La cooperación en la Unión Europea funciona de forma bastante fluida. Un magistrado español puede solicitar en cualquier Estado medidas con vistas a la obtención de pruebas, como que se interrogue a un testigo en Letonia o que se registre un domicilio en Croacia. Y uno puede preguntarse, ¿en qué idioma trabajará el magistrado? ¿En inglés, en letón, en croata, en español,…? ¿Contará con especialistas traductores para cada idioma? Esta “pequeña” babel que es Europa, con su diversidad de culturas y lenguas, no lo pone fácil a la hora de resolver cuestiones que tengan que ver con la justicia. Ahí es donde aparece el inglés como lingua franca en casi todas las instituciones, y de forma práctica en el día a día de la Unión Europea, compartiendo un inglés común que entendemos casi todos. Y cuando no es así, una explicación es suficiente para alguien que es experto en un tema.

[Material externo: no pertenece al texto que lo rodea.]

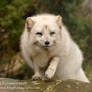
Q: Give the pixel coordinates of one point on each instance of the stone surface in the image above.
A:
(11, 85)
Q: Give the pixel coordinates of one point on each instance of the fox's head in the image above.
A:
(44, 30)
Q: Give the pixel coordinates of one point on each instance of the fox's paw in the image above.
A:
(49, 74)
(37, 77)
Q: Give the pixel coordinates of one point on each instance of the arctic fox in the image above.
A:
(48, 49)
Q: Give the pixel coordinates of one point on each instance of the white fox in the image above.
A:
(46, 43)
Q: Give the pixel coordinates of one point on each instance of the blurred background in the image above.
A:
(77, 16)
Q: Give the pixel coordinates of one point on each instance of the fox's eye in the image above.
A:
(52, 33)
(39, 33)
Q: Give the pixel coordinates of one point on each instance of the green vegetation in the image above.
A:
(14, 12)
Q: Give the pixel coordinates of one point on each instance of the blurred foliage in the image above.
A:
(12, 15)
(14, 12)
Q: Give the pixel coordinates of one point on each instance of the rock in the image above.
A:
(11, 85)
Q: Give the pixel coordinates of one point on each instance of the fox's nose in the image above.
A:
(47, 43)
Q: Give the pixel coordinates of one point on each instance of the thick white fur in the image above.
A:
(66, 56)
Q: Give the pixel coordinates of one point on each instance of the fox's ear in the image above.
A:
(59, 20)
(29, 23)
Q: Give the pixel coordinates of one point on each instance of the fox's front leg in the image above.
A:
(52, 68)
(37, 73)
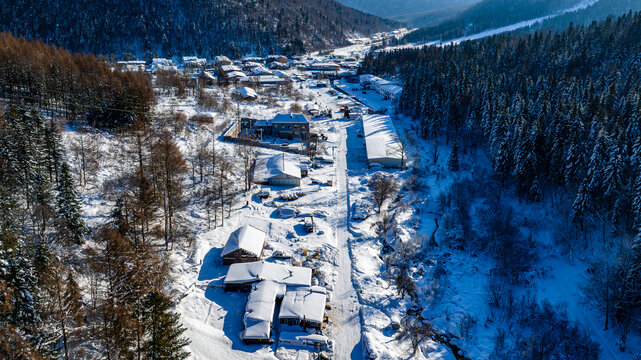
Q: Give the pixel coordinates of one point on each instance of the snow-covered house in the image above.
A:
(241, 276)
(245, 244)
(259, 312)
(194, 62)
(246, 93)
(277, 170)
(290, 126)
(222, 60)
(323, 66)
(381, 141)
(132, 65)
(303, 307)
(277, 58)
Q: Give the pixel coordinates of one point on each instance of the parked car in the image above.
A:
(279, 254)
(360, 211)
(286, 212)
(309, 223)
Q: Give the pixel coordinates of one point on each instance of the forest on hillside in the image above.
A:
(488, 14)
(559, 116)
(175, 28)
(79, 86)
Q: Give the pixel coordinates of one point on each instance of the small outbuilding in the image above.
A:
(246, 93)
(246, 244)
(303, 307)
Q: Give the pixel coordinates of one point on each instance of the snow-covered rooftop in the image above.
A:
(247, 93)
(247, 238)
(306, 303)
(267, 168)
(240, 273)
(290, 118)
(381, 138)
(259, 310)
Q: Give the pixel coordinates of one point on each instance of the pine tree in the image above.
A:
(453, 161)
(163, 328)
(71, 227)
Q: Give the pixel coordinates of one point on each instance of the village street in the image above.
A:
(346, 317)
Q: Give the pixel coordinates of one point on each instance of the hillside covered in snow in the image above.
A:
(174, 28)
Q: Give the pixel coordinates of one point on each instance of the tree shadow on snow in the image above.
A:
(212, 266)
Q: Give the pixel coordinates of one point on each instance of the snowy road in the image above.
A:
(346, 313)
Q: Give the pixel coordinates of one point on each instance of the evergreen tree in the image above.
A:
(71, 227)
(453, 161)
(163, 328)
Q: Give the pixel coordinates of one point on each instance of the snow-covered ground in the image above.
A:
(365, 303)
(487, 33)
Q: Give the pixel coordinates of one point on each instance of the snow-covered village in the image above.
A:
(320, 179)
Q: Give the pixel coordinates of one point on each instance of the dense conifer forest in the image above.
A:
(175, 28)
(559, 115)
(79, 86)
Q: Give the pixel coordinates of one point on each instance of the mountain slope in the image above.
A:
(177, 27)
(404, 8)
(595, 12)
(483, 16)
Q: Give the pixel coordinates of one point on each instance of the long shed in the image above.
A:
(381, 141)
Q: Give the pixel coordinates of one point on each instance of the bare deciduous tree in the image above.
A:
(383, 187)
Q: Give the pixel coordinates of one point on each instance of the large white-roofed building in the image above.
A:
(277, 170)
(259, 311)
(245, 244)
(381, 141)
(303, 307)
(241, 276)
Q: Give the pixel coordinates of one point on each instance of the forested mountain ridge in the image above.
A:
(175, 27)
(559, 115)
(489, 14)
(404, 8)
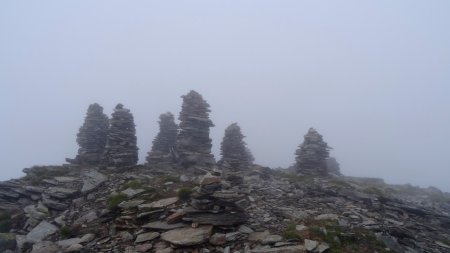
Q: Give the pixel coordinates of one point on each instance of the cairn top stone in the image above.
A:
(193, 141)
(312, 154)
(163, 149)
(121, 148)
(92, 137)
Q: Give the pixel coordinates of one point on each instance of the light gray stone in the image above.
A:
(187, 236)
(41, 231)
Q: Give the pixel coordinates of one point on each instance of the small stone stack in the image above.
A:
(164, 144)
(214, 206)
(121, 149)
(312, 155)
(193, 142)
(92, 137)
(236, 157)
(333, 166)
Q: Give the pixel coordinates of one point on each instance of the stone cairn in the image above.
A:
(92, 137)
(121, 149)
(193, 142)
(213, 205)
(312, 155)
(163, 148)
(333, 166)
(236, 157)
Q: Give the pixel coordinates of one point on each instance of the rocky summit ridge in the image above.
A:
(87, 209)
(182, 200)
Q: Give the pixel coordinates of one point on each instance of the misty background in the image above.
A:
(372, 77)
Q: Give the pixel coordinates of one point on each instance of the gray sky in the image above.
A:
(371, 76)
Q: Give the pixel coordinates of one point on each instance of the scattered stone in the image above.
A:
(87, 238)
(130, 204)
(322, 247)
(310, 245)
(162, 203)
(161, 225)
(89, 217)
(218, 239)
(91, 180)
(327, 216)
(41, 231)
(163, 149)
(45, 247)
(68, 242)
(187, 236)
(7, 241)
(271, 239)
(289, 249)
(144, 247)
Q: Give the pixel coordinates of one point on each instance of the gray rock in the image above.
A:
(327, 216)
(322, 248)
(131, 204)
(41, 231)
(310, 244)
(244, 229)
(218, 239)
(162, 203)
(162, 225)
(45, 247)
(271, 239)
(146, 237)
(89, 217)
(7, 241)
(91, 180)
(73, 248)
(68, 242)
(187, 236)
(289, 249)
(130, 192)
(87, 238)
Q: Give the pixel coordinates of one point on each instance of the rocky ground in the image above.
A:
(134, 209)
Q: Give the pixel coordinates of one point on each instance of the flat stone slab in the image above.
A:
(42, 230)
(162, 225)
(131, 203)
(65, 179)
(289, 249)
(219, 219)
(146, 237)
(187, 236)
(162, 203)
(92, 180)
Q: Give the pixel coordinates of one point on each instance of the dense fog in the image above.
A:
(372, 78)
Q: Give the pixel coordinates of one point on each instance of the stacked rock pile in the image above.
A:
(163, 148)
(121, 149)
(193, 142)
(236, 157)
(312, 154)
(92, 137)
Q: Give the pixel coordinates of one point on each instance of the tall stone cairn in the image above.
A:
(312, 155)
(91, 137)
(236, 157)
(333, 166)
(121, 149)
(193, 142)
(163, 148)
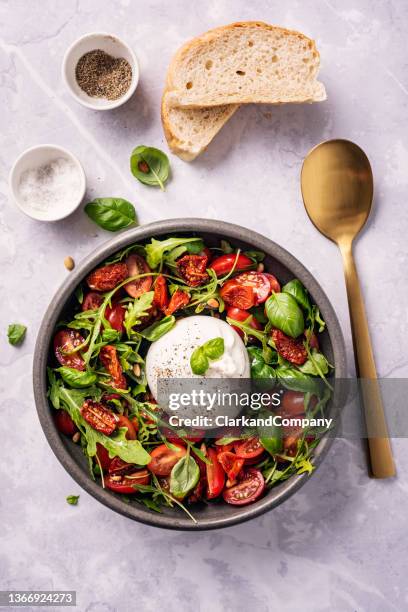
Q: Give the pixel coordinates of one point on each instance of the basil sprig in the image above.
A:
(16, 333)
(111, 214)
(202, 355)
(150, 166)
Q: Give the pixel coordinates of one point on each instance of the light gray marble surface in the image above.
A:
(340, 544)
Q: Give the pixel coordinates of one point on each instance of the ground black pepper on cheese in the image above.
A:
(102, 76)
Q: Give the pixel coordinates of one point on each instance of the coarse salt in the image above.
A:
(52, 186)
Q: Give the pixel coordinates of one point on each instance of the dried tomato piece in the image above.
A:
(291, 349)
(161, 296)
(110, 361)
(179, 299)
(99, 417)
(108, 277)
(193, 269)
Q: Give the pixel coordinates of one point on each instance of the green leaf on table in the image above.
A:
(150, 166)
(16, 333)
(112, 214)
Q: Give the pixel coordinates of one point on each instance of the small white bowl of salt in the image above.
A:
(47, 182)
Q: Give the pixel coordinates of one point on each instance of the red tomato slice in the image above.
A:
(161, 295)
(273, 281)
(65, 341)
(248, 449)
(125, 484)
(259, 283)
(103, 457)
(215, 475)
(116, 315)
(238, 295)
(137, 265)
(123, 421)
(92, 301)
(64, 423)
(242, 315)
(250, 487)
(164, 459)
(224, 264)
(231, 463)
(179, 299)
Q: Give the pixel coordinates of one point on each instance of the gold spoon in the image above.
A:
(337, 189)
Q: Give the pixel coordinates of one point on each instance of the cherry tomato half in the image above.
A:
(242, 315)
(224, 264)
(115, 314)
(125, 484)
(231, 463)
(164, 459)
(249, 488)
(259, 283)
(235, 294)
(249, 448)
(92, 301)
(123, 421)
(137, 265)
(215, 475)
(64, 423)
(65, 341)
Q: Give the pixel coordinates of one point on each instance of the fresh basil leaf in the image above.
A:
(138, 309)
(111, 214)
(298, 291)
(199, 362)
(156, 249)
(110, 335)
(184, 477)
(262, 373)
(214, 348)
(293, 379)
(316, 365)
(158, 329)
(256, 256)
(150, 166)
(75, 378)
(73, 500)
(284, 313)
(16, 333)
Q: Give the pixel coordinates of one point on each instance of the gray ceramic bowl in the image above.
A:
(284, 265)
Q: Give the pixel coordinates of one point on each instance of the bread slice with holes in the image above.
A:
(189, 131)
(241, 63)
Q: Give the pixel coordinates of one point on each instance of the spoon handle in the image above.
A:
(382, 463)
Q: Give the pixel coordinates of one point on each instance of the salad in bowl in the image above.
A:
(180, 306)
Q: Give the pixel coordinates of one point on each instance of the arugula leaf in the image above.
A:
(112, 214)
(184, 476)
(16, 333)
(150, 166)
(158, 329)
(210, 351)
(73, 499)
(284, 313)
(76, 378)
(138, 309)
(156, 249)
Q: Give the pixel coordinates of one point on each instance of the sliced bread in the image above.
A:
(189, 131)
(248, 62)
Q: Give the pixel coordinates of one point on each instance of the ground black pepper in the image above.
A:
(102, 76)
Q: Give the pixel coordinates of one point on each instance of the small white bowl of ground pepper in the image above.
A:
(101, 71)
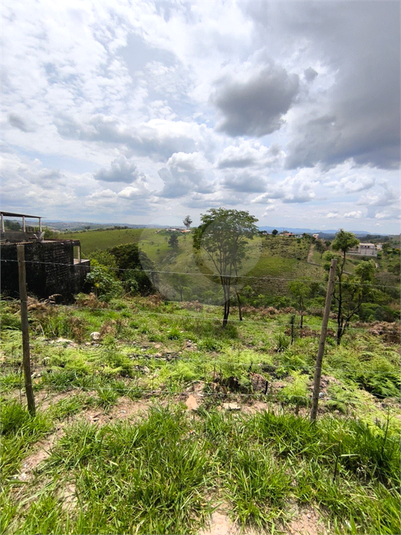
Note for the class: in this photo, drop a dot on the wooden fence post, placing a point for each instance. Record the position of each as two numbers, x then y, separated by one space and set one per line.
26 359
323 333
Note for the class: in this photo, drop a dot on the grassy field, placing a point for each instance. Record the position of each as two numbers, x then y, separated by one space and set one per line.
273 257
163 420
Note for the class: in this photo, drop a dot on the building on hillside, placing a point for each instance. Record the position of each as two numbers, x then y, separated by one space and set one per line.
52 266
364 249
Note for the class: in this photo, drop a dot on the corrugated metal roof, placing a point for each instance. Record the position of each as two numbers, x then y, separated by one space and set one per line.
13 214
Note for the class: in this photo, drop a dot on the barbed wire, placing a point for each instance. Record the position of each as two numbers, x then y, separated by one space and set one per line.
217 319
206 275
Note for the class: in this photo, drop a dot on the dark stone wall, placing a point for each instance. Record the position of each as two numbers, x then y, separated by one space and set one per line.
50 269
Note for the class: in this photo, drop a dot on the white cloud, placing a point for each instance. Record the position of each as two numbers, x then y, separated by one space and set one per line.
357 214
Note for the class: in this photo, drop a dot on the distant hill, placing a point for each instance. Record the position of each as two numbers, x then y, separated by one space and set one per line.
324 233
72 226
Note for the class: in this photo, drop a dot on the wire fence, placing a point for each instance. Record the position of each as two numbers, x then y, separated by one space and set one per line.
201 274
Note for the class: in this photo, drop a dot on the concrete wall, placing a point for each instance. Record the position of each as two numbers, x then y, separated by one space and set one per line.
50 269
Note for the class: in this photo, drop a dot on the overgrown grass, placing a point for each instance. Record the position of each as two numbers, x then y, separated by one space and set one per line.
165 473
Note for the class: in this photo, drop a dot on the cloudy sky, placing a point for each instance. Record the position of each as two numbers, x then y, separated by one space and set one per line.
145 111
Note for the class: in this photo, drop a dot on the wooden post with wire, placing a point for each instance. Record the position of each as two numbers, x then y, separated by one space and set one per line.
26 359
323 333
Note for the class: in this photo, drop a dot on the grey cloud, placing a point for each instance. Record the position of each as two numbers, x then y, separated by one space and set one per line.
47 175
235 162
256 107
248 156
143 140
121 170
137 54
178 183
18 122
215 200
360 43
310 74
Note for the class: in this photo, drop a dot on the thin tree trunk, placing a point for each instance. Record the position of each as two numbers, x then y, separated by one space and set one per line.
239 306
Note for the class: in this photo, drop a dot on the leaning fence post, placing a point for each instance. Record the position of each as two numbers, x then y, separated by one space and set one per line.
323 333
26 360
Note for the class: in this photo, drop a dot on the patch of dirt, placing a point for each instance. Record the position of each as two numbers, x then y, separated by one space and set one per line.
41 453
44 400
390 332
257 406
68 497
123 410
220 524
306 522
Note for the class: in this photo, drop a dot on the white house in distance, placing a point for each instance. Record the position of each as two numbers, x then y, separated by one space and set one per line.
364 249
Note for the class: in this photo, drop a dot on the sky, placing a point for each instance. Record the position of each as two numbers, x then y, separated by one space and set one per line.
142 112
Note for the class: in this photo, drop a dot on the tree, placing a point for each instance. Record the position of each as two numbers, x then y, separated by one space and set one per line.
300 291
223 236
136 270
173 241
348 294
187 221
320 247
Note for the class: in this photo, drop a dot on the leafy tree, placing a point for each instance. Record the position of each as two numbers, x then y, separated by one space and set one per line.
173 241
11 225
180 283
135 268
223 235
320 247
300 291
187 221
350 290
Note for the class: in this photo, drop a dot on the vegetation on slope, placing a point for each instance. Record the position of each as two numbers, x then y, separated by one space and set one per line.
165 472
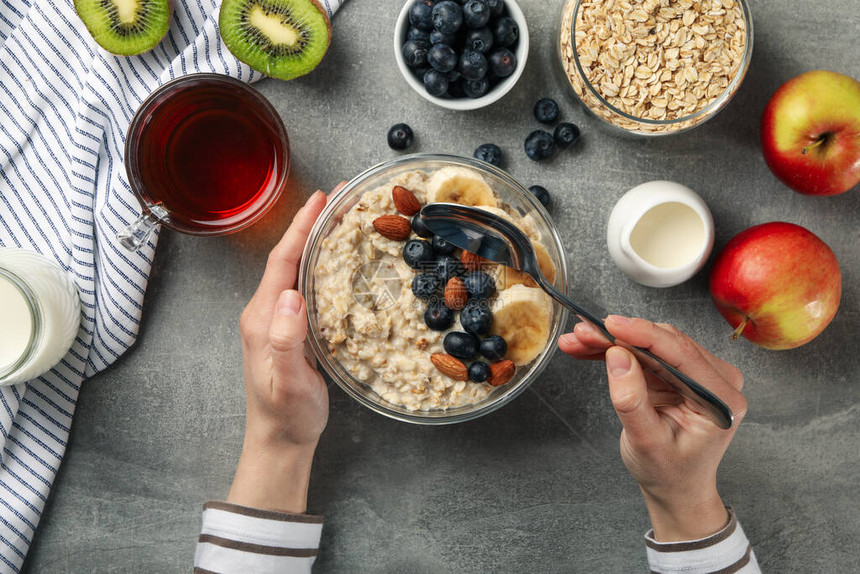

A mediados de julio acudimos en Madrid a la cuarta edición del seminario Inglés jurídico para la Unión Europea / Legal English for the European Union, dirigido por Eva Samaniego, profesora de inglés jurídico y de traducción jurídica y jurada de la UNED y formadora en inglés jurídico para el Consejo General del Poder Judicial (CGPJ) y varias instituciones europeas (EJTN, EJN, EUROJUST y ERA), y Beatriz Pérez, profesora de inglés profesional y académico, traducción profesional y académica inglés-español de la UNED.

Desde 2015 (con la salvedad de 2016, año en que no pudo celebrarse), cada edición de este Curso de Verano ha ido cambiando los ponentes juristas tanto para dar cobertura a diversos temas de interés y actualidad relacionados con el inglés jurídico en la Unión Europea (por ejemplo, la cooperación judicial en materia penal y en materia civil, el sistema penitenciario europeo, la Orden Europea de Protección o la lucha contra el terrorismo) como para poner al día la legislación europea, que va cambiando, mejorando y avanzando. En esta ocasión, los 130 alumnos matriculados (25 de ellos en la modalidad presencial) han supuesto un aumento considerable y progresivo respecto a años anteriores (55 y 44 en 2018 y 2017, respectivamente, cuando solo se ofreció de forma presencial).

Conversamos con ambas directoras del Curso de Verano sobre su temática y sobre otros temas relacionados con la actualidad jurídico-lingüística que tienen repercusión en los últimos tiempos.

El respeto por la diferencia como esencia de la UE

¿Por qué los alumnos eligen un Curso de Verano como este?

Eva Samaniego: Creemos que algunos de los puntos fuertes de este curso son su interdisciplinariedad (ya que reúne dos ámbitos que es poco habitual encontrar juntos), los temas de enorme actualidad e interés que se tratan, el hecho de que se imparta íntegramente en inglés, la innegable necesidad que existe en la Unión Europea de profesionales que dominen el inglés jurídico, y el hecho de que el curso contribuya a informar a la sociedad sobre temas que conciernen a la Unión Europea.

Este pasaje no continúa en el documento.